Dragging her heels, she witnessed fear followed by horror flashing in her mammy’s eyes as she looked at the cage and shrieked, ‘Jesus, Mary and Joseph, Noah, what’s that?’ She looked up then seeking out her daughter and pinned her down with a set of twin tasers. ‘Roisin Quealey nee O’Mara, get yourself over here now.’
Charming, what happened to welcome home, darling? Her mammy’s stinger was definitely out, Roisin thought, knowing there was nowhere to run to. She pulled up alongside her son.
‘Did you know about this?’ Maureen O’Mara, her face a mottled red, jabbed in the direction of the cage.
‘Erm that Noah was bringing Mr Nibbles on holiday?’
‘Don’t be clever with me, young lady, it doesn’t suit you. You know what I’m talking about. The rat your son has got in that cage. You do know the plague was started by rats, don’t you? Dirty, filthy, vermin.’ She shivered for effect.
‘Nana!’ Noah was aghast. ‘Mr Nibbles isn’t a rat, he’s a gerbil and he’s very nice. Look,’ he held the cage up as high as he could and Maureen jumped back with a shriek.
‘Get it away from me!’
‘Mammy get a grip of yourself,’ Roisin hissed, embarrassed by the stares they were garnering. ‘It’s a gerbil like Noah said. He can’t hurt you.’
‘It’s small and furry with big teeth, what’s the difference?’
‘He’s a mammal, not a rodent,’ Roisin said.
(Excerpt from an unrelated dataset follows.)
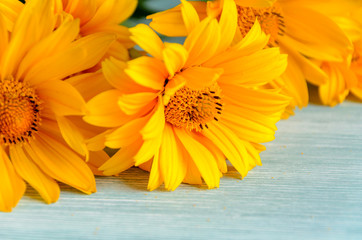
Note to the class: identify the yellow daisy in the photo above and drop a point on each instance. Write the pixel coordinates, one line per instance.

She’d looked it up knowing the information would come in handy but she hadn’t expected to have to drop it in before they’d even left the airport.
‘Well, I’m not going to be responsible for Pooh. He might think your gerbil rat there is a new toy.’ Pooh was Maureen’s poodle. It was down to Roisin she had a dog as the last time she’d been in Dublin a friend had been looking to rehome their puppy. Twins and a puppy had not been a good idea, her friend had cried down the telephone, and Roisin having heard her mammy making noises about getting a nice little doggy to keep her company had thought it a great idea for their poodle pup to come and live with Mammy. She’d heard the word “poodle” and pictured a small, yappy little dog that would prance around her mammy’s ankles and sit on her lap to watch Fair City of an evening. Only, it transpired Pooh wasn’t a toy poodle he was a standard and was now four times the size he’d been when Roisin had last seen him. She knew Mammy had made concerted efforts to change the pups name from Pooh upon adoption but he would not answer to anything else and so it had stuck.